“Open Sesame” in China

Jack Ma
Jack Ma

Mr. Ma, what inspired the name Alibaba?

Ma: When we started Alibaba.com, our mission was to build a global company connecting buyers and sellers around the world. We were hoping to find a name that everyone around the world recognized and could easily remember. Someone suggested the name “Alibaba” and I began to ask all of my foreign friends if they ever heard of “Alibaba”. It turned out that no matter what country people were from, they all knew this name, and so we thought it would make a great website name for a global company.

In China, just as everywhere, whenever people think of the Alibaba story, they think of “Open Sesame” to a cave full of treasure. Because the internet represents this same kind of opportunity to businesspeople – it can unlock hidden treasure – we think it is a very fitting name both inside and outside of China.

Does Alibaba have a better line to Chinese customers than eBay does?

Ma: While eBay is a global company founded in the US, we are a global company founded in China. Just as eBay really understands the US market, we have a deep understanding of the China market. We grew up here, we understand the culture, and most importantly, we understand the customers. So yes, we have a strong advantage here in China.

What additional advantages does the portal offer its users – when compared with competing suppliers?

Ma: We focused on business-to-business trade before the term “B2B” became hot in e-commerce. Most of the big US companies have focused on serving multinationals with their e-commerce services. We focus on the little guys – the entrepreneurs and medium-sized businesses who always had a difficult time finding trading partners before the internet. So we have an advantage over the Ariba’s and Commerce One’s because we focus on SME’s – which happens to be the group of businesses that most benefit from using the Internet.

Why is so much bought and sold over the Internet in China?

Ma: In China, everything is new. Before the internet, marketplaces, shopping malls, and even the range of products available was very limited. Because China has developed so quickly, we provide a service for which there was no existing alternative. So people in China have leapfrogged straight to the internet for e-commerce, while in the West, the transition has sometimes been slower.

Why is the Chinese market so lucrative for suppliers throughout the world?

Ma: China has a stable environment, low labor costs, good quality, and a very entrepreneurial spirit. So it is not surprising that China has become the manufacturer to the world.

What advantage does Alibaba gain from its alliance with Yahoo?

Ma: It gives us a global partner with great technology and a great brand. And in China, it allows us to add search to our e-commerce portfolio. By adding search, we now can offer our customers many ways to market their products and services, along with a payment solution, AliPay, to transact online.

Do you see your alliance as a model for international business success in China?

Ma: I think so, at least in the Internet industry. No US company is a leader in China’s internet, because so far no one has been able to localize their products well enough.

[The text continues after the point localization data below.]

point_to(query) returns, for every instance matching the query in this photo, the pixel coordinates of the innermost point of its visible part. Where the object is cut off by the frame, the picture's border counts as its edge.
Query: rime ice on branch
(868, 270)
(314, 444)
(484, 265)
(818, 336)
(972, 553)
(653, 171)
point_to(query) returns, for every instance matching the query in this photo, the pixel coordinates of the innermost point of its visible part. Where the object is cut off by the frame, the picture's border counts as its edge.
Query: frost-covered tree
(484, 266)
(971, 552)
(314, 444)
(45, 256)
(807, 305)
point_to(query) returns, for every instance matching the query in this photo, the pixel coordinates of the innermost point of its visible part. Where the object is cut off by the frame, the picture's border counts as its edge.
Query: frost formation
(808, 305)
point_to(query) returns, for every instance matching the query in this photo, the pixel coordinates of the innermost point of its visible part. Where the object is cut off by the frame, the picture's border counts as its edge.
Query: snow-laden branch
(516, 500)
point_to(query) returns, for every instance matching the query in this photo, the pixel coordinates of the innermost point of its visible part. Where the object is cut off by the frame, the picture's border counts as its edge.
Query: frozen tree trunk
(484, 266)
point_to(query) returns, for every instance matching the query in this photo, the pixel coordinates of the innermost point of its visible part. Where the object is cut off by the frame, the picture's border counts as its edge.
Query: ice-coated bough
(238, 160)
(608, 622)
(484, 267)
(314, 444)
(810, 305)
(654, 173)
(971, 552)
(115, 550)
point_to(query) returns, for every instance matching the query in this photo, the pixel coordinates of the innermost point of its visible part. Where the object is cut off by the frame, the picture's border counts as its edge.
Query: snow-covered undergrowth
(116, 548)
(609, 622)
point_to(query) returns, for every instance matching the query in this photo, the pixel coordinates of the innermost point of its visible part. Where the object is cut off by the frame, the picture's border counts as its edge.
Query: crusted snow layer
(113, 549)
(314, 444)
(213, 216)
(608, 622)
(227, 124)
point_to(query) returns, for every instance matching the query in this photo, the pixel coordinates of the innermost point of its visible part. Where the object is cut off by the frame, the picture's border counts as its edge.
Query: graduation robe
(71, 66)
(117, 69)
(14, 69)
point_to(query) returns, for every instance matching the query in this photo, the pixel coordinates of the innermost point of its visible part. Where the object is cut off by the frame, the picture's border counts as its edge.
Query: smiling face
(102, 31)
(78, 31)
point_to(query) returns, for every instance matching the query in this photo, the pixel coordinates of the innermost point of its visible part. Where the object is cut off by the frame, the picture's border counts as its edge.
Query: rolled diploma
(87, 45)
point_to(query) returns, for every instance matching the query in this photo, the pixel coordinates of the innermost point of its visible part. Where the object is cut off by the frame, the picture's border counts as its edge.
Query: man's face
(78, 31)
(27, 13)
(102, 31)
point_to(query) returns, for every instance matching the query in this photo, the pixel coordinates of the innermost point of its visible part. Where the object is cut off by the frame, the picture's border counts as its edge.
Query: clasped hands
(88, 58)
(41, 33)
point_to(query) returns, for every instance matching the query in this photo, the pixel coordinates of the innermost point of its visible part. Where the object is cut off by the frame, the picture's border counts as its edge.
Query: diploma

The Internet is like water – it moulds to the local cultural and economic environment more than any other product or service. So Yahoo was wise to put control of their local services in the hands of a local partner. I think more companies will start to do the same.

Do you regard yourself as a competitor of the Chinese search engine Baidu? Why aren’t you striving for an alliance with Baidu?

Ma: We compete with Baidu on search. But of course, our other sites are great partners with Baidu. Just like everywhere in the internet industry these days, it is possible and common to compete with and cooperate with the same company.

Just like Google and Baidu, Yahoo has agreed to refrain from producing politically unwelcome search results. Doesn’t that limit the business opportunities for an e-commerce supplier like Alibaba?

Ma: It is only natural that companies follow the local laws in the countries they operate in. But we chose not to focus on politics for business reasons, rather than for political reasons. We’ve always been focused on e-commerce. It is what we understand, and what we do best.